In response to US President Donald Trump announced his "merit based" immigration proposal, Democrat Senator Kamala Harris invoked her unique background as a presidential candidate -- being the daughter of an Indian immigrant.
"I found the announcement today to be shortsighted," CNN quoted Harris as saying on Thursday before an Asian American audience in Las Vegas.
On the plan's intention to award immigrants certain points based on education or skills, Harris said: "We cannot allow people to start parsing and pointing fingers and creating hierarchies among immigrants.
"The beauty of the tradition of our country has been to say, when you walk through the door, you are equal. We spoke those words in 1776, 'we are all equal' and should be treated that way. Not, oh well, if you come from this place, you might only have a certain number of points, and if you come from that place you might have a different number of points."

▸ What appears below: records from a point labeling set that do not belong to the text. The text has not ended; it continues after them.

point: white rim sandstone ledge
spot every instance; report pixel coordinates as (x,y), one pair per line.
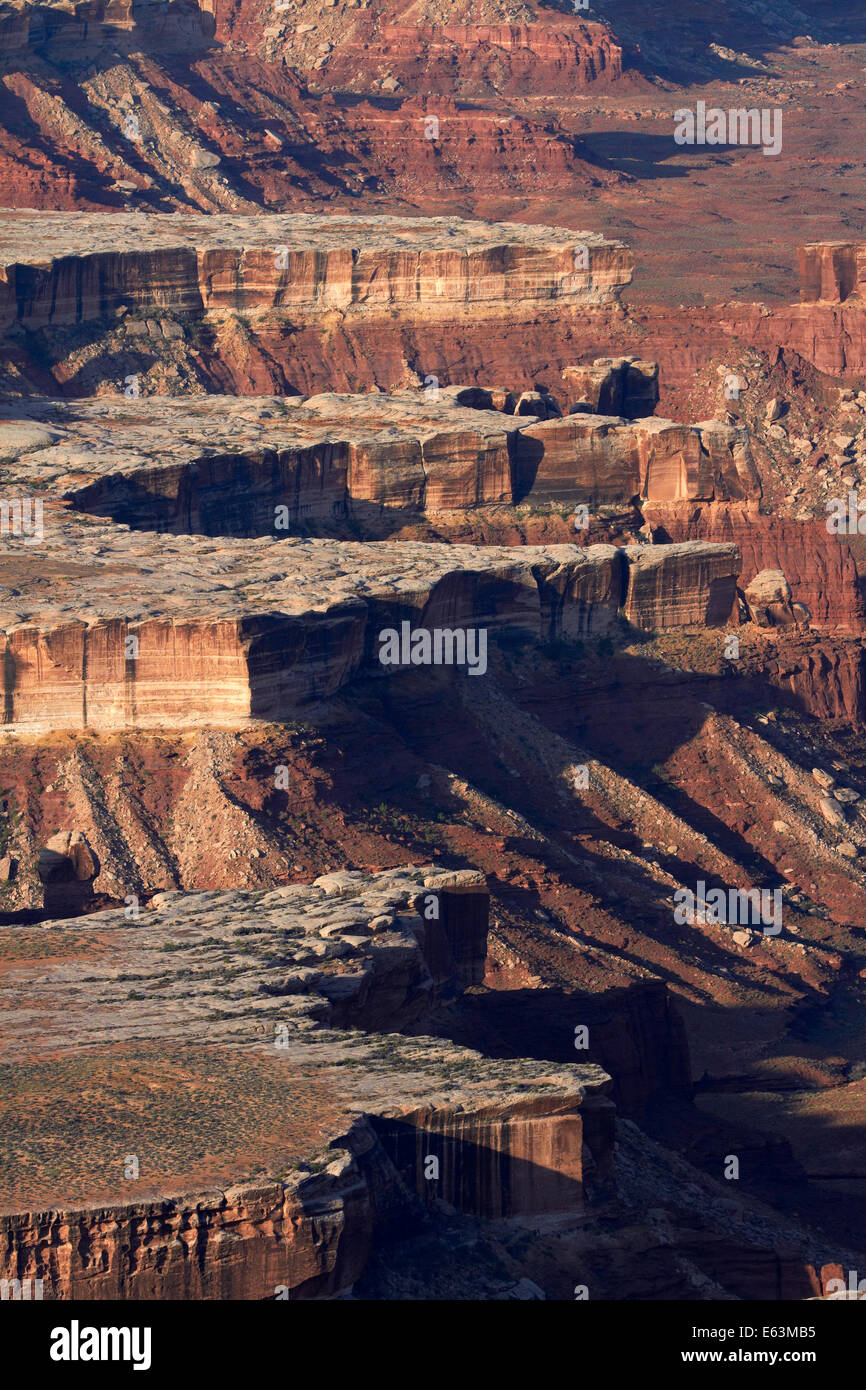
(377,962)
(306,620)
(72,267)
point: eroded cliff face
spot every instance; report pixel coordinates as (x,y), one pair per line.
(298,263)
(506,1140)
(819,566)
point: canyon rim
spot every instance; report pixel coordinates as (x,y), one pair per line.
(433,619)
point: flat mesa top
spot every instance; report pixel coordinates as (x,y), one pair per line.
(32,236)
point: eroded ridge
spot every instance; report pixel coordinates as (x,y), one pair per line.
(246,994)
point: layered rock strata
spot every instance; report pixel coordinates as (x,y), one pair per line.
(142,631)
(362,1116)
(86,267)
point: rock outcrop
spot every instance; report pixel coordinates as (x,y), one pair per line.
(428,1118)
(298,264)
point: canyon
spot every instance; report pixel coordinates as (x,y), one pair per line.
(330,977)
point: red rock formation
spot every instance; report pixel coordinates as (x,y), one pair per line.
(831,271)
(680,585)
(819,567)
(555,56)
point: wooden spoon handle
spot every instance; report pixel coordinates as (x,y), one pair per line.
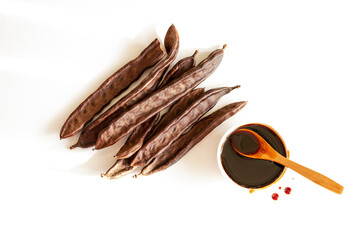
(311,175)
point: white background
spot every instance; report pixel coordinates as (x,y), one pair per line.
(297,63)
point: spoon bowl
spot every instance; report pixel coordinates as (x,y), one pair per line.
(260,149)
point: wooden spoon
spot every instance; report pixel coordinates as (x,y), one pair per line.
(264,151)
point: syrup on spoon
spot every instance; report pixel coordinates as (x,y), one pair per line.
(252,145)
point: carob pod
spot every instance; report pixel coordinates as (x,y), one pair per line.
(130,147)
(158,142)
(89,135)
(158,100)
(179,68)
(187,141)
(110,88)
(137,137)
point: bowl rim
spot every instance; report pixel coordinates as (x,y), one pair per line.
(221,144)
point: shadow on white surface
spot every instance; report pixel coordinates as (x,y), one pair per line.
(200,164)
(129,49)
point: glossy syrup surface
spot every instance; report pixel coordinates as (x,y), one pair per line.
(251,173)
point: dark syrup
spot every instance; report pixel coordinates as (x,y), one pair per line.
(251,173)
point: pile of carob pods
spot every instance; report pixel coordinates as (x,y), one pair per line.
(155,142)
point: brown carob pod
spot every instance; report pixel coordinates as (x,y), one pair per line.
(158,142)
(187,141)
(110,88)
(179,68)
(136,140)
(89,135)
(119,169)
(137,137)
(158,100)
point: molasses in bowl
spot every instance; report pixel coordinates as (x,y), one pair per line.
(248,172)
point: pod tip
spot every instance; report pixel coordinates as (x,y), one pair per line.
(74,146)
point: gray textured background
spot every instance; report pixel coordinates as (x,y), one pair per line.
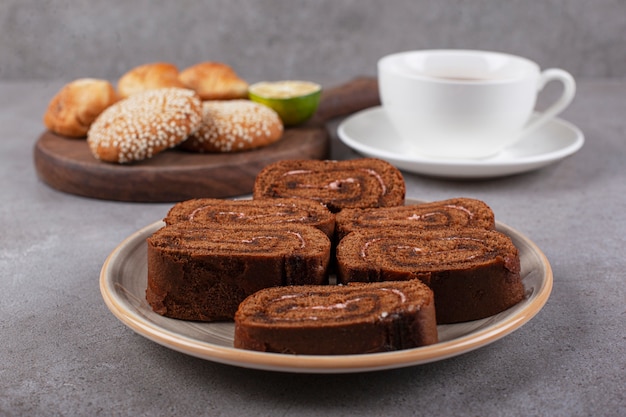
(325,40)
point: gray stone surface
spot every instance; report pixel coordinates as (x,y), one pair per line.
(64,353)
(326,39)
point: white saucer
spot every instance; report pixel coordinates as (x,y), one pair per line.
(370,133)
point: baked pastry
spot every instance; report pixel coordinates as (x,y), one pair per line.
(214,81)
(336,320)
(151,76)
(356,183)
(212,211)
(234,126)
(474,273)
(145,124)
(451,213)
(74,108)
(203,273)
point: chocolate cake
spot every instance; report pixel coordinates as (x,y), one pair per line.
(210,211)
(357,183)
(336,320)
(474,273)
(452,213)
(203,273)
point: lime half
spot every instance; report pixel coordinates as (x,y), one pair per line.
(294,101)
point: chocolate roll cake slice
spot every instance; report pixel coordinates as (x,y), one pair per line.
(337,320)
(210,211)
(203,273)
(357,183)
(452,213)
(474,273)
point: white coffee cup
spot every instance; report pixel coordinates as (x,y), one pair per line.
(465,103)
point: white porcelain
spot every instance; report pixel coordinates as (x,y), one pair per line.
(465,103)
(370,133)
(123,286)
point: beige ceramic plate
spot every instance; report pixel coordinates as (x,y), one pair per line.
(123,285)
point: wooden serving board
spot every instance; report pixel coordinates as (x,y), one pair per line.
(67,164)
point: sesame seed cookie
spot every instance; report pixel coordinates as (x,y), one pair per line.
(145,124)
(234,126)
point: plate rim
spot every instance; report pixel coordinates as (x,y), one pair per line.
(498,167)
(317,363)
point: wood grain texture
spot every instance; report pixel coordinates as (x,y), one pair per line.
(174,175)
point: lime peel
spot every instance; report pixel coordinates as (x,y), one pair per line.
(294,101)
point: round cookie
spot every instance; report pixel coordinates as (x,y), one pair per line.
(74,108)
(145,124)
(214,81)
(234,126)
(149,77)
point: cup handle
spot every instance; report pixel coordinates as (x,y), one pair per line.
(569,90)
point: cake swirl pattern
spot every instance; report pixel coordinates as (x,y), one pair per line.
(203,273)
(325,320)
(337,184)
(452,213)
(474,273)
(207,211)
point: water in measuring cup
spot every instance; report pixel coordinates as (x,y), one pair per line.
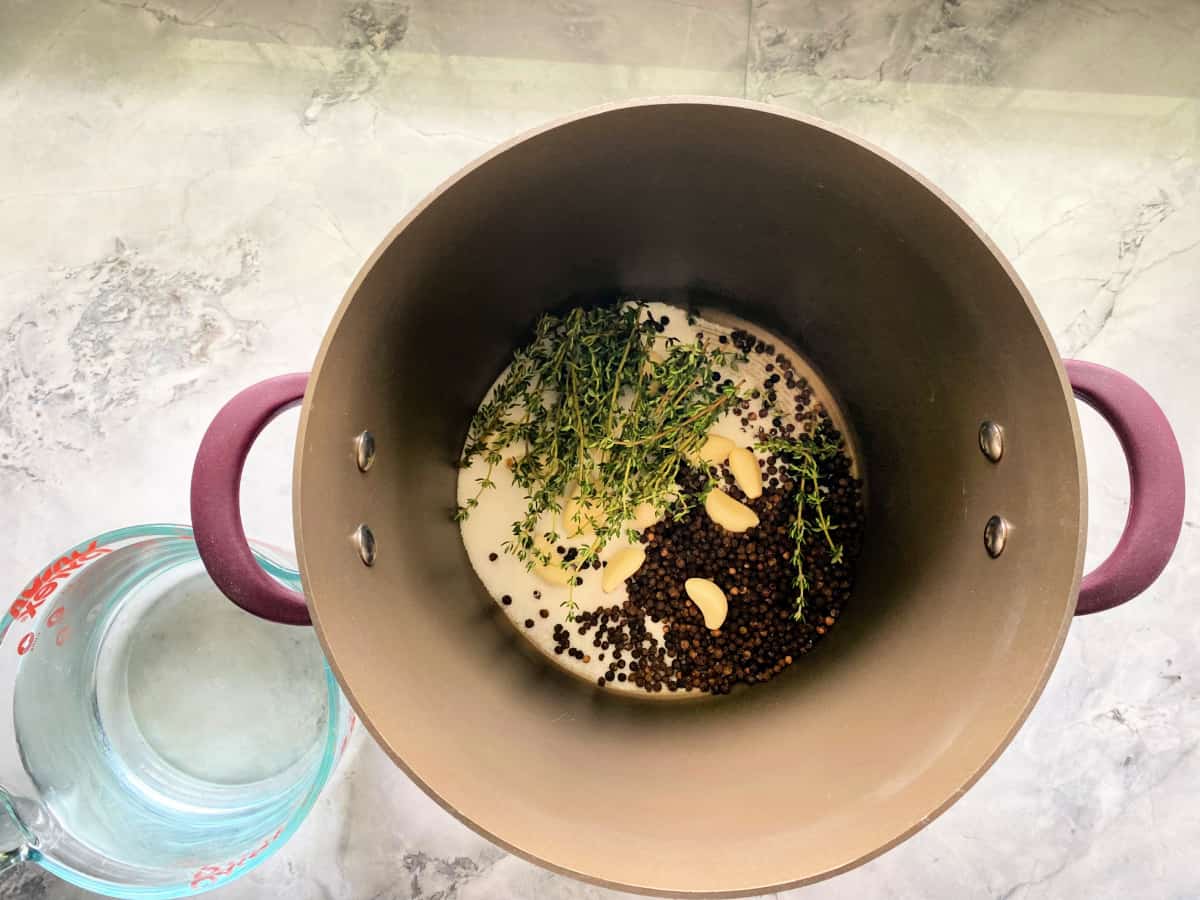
(175,725)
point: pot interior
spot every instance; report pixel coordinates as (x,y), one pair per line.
(916,323)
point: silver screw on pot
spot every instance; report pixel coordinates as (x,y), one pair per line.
(365,540)
(991,441)
(364,450)
(995,535)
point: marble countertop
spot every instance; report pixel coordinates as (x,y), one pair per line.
(187,187)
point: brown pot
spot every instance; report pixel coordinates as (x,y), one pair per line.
(922,328)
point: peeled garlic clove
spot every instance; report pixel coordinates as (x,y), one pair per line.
(715,450)
(727,513)
(555,574)
(645,515)
(709,600)
(622,565)
(745,472)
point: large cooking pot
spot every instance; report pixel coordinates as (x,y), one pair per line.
(922,328)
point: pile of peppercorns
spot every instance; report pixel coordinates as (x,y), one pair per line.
(761,634)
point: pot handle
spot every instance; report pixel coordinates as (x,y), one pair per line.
(1156,486)
(216,501)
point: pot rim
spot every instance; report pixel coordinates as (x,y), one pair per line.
(979,234)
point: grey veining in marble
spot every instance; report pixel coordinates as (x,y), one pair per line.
(187,187)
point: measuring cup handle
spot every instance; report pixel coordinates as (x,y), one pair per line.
(216,507)
(1156,486)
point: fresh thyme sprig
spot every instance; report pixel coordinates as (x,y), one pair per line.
(598,411)
(802,456)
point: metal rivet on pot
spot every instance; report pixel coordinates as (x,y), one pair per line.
(991,441)
(995,535)
(365,540)
(364,450)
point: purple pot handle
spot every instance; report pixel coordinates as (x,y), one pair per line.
(1156,486)
(216,508)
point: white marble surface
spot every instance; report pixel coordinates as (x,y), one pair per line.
(187,186)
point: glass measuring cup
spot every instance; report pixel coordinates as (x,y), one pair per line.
(163,741)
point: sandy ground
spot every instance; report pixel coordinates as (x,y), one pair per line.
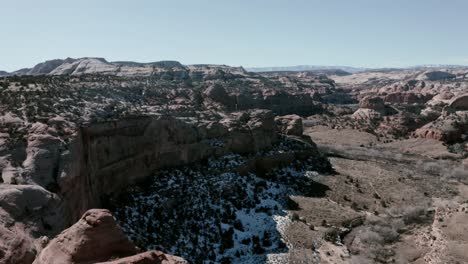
(373,179)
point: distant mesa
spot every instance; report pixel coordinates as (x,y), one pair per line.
(439,76)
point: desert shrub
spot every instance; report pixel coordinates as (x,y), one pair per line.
(370,237)
(292,205)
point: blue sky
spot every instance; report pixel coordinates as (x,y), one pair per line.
(369,33)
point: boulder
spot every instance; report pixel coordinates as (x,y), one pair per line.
(448,129)
(460,102)
(94,238)
(439,76)
(374,103)
(16,246)
(43,153)
(149,257)
(289,125)
(22,200)
(217,93)
(367,114)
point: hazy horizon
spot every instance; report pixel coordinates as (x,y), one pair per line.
(360,33)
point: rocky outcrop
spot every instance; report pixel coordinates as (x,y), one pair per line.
(460,103)
(109,156)
(218,94)
(450,128)
(372,109)
(407,98)
(290,125)
(439,75)
(374,103)
(96,237)
(150,257)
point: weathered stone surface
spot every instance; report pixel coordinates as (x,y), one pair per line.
(407,98)
(290,125)
(374,103)
(449,128)
(95,237)
(460,102)
(150,257)
(42,160)
(23,200)
(16,246)
(217,93)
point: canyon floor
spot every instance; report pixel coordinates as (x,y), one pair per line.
(408,204)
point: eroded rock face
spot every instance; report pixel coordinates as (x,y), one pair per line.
(450,128)
(149,257)
(96,237)
(407,98)
(118,154)
(16,246)
(460,102)
(290,125)
(374,103)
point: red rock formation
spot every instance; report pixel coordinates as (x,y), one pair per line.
(290,125)
(460,102)
(407,98)
(95,237)
(150,257)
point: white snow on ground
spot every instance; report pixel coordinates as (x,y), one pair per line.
(208,213)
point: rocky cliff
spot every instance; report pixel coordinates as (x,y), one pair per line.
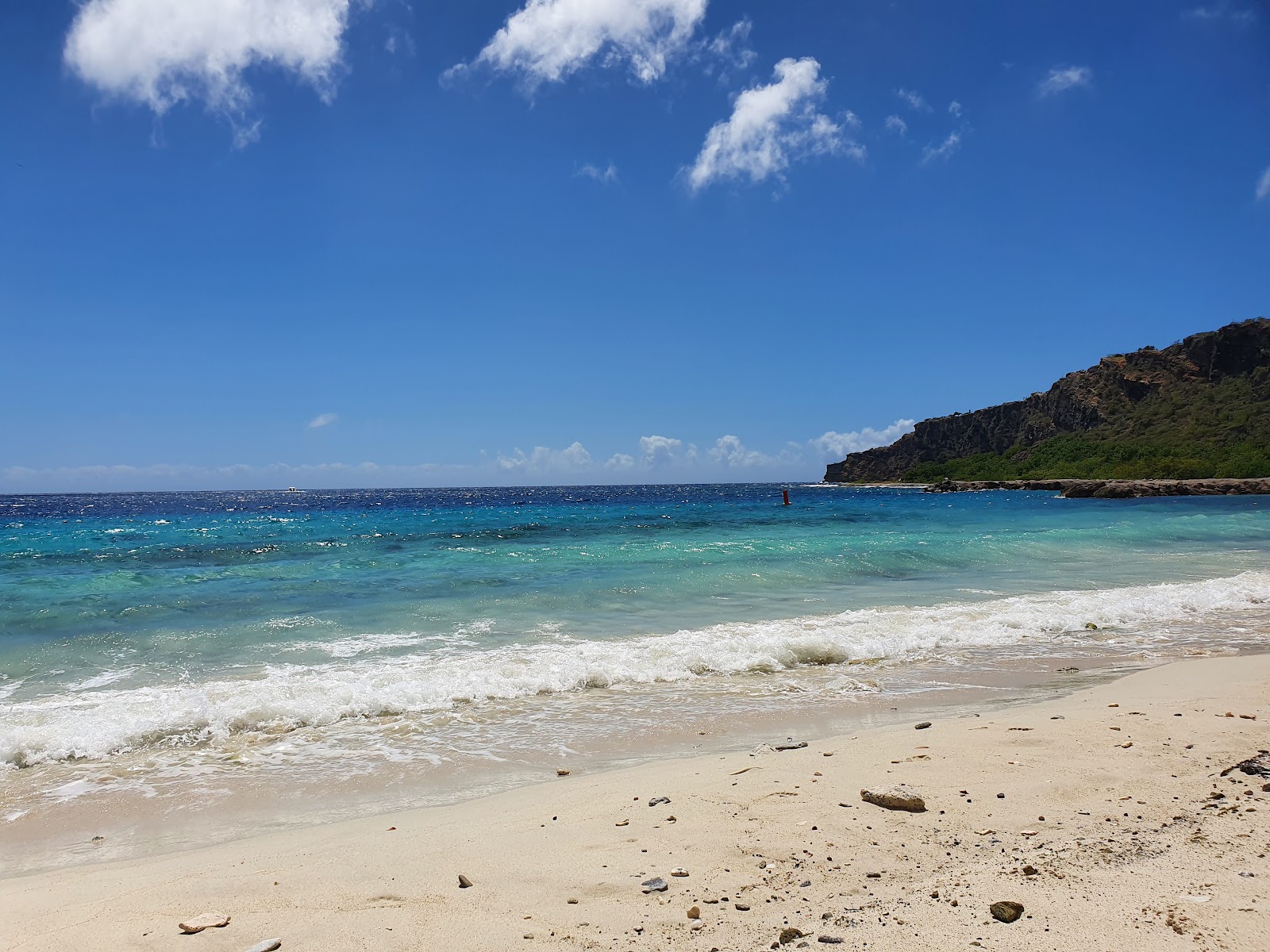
(1122,395)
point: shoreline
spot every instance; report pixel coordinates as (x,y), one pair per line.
(531,850)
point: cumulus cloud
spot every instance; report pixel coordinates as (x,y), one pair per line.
(730,48)
(657,451)
(1264,186)
(620,461)
(1223,10)
(546,41)
(162,52)
(1064,78)
(658,459)
(914,99)
(944,150)
(772,127)
(605,177)
(832,446)
(546,461)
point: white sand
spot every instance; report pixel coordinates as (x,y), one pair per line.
(1133,854)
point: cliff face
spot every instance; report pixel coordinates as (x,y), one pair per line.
(1098,397)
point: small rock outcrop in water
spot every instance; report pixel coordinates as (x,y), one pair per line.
(1149,393)
(899,797)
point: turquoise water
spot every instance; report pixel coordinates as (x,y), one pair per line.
(146,639)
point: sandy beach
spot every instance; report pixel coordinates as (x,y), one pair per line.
(1110,816)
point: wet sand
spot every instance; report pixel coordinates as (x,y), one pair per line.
(1117,829)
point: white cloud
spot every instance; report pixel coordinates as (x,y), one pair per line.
(1223,10)
(1264,186)
(657,451)
(546,461)
(831,447)
(1064,78)
(732,46)
(546,41)
(658,460)
(605,177)
(772,127)
(944,150)
(914,99)
(620,461)
(162,52)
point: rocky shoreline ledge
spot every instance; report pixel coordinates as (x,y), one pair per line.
(1114,489)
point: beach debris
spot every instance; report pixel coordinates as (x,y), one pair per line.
(1006,912)
(899,797)
(203,920)
(1257,766)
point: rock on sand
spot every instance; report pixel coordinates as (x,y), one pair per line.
(899,797)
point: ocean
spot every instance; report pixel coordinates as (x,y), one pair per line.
(186,666)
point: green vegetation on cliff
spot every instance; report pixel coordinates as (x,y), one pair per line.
(1197,409)
(1187,432)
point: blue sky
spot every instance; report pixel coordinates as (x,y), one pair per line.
(258,243)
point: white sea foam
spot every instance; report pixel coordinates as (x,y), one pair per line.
(102,679)
(101,723)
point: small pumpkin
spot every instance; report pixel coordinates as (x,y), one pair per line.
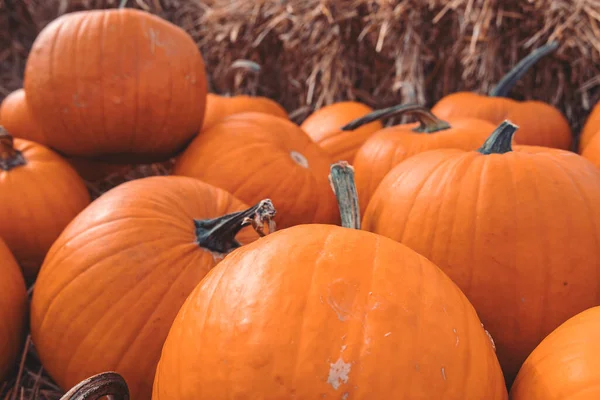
(13,310)
(494,220)
(321,311)
(40,194)
(323,126)
(540,124)
(255,155)
(390,146)
(590,128)
(106,97)
(113,281)
(565,364)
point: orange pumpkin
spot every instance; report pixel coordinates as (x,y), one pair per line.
(321,311)
(390,146)
(323,126)
(219,107)
(565,365)
(107,97)
(256,155)
(40,194)
(113,281)
(540,124)
(590,128)
(494,220)
(13,310)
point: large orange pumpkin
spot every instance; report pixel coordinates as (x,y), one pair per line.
(320,311)
(113,281)
(255,155)
(323,126)
(116,84)
(390,146)
(13,310)
(540,124)
(566,365)
(518,231)
(40,194)
(590,128)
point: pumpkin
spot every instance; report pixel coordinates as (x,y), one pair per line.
(13,310)
(494,220)
(590,128)
(255,155)
(40,194)
(323,126)
(113,281)
(565,364)
(540,124)
(139,99)
(320,311)
(390,146)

Asians have historically immigrated as family units, Harris added.
"It is, and has always been, about family. And that was completely overlooked, and I would suggest, denied, in the way the policy was outlined today."
At the event hosted by an Asian American group, One APIA Nevada, Harris dove into her barrier-breaking election to the US Senate as the first South Asian to serve in the body's history. She acknowledged her presidential run as a biracial woman helping to shatter notions about being black, Asian and a woman.
In her campaign stump speech, Harris always includes stories about how her mother, Shyamala Gopalan, impacted every aspect of her life. And while she has spoken about visits to India during her book tour, Harris on the trail has leaned far more into the African American identity her mother raised her to embrace.
An audience member asked Harris if she would consider wearing a traditional Indian saree to her inauguration.
"Let's first win," Harris responded. "My mother raised us with a very strong appreciation for our cultural background and pride. Celebrations that we all participate in regardless of how our last name is spelled. It's the beauty of who we are as a nation."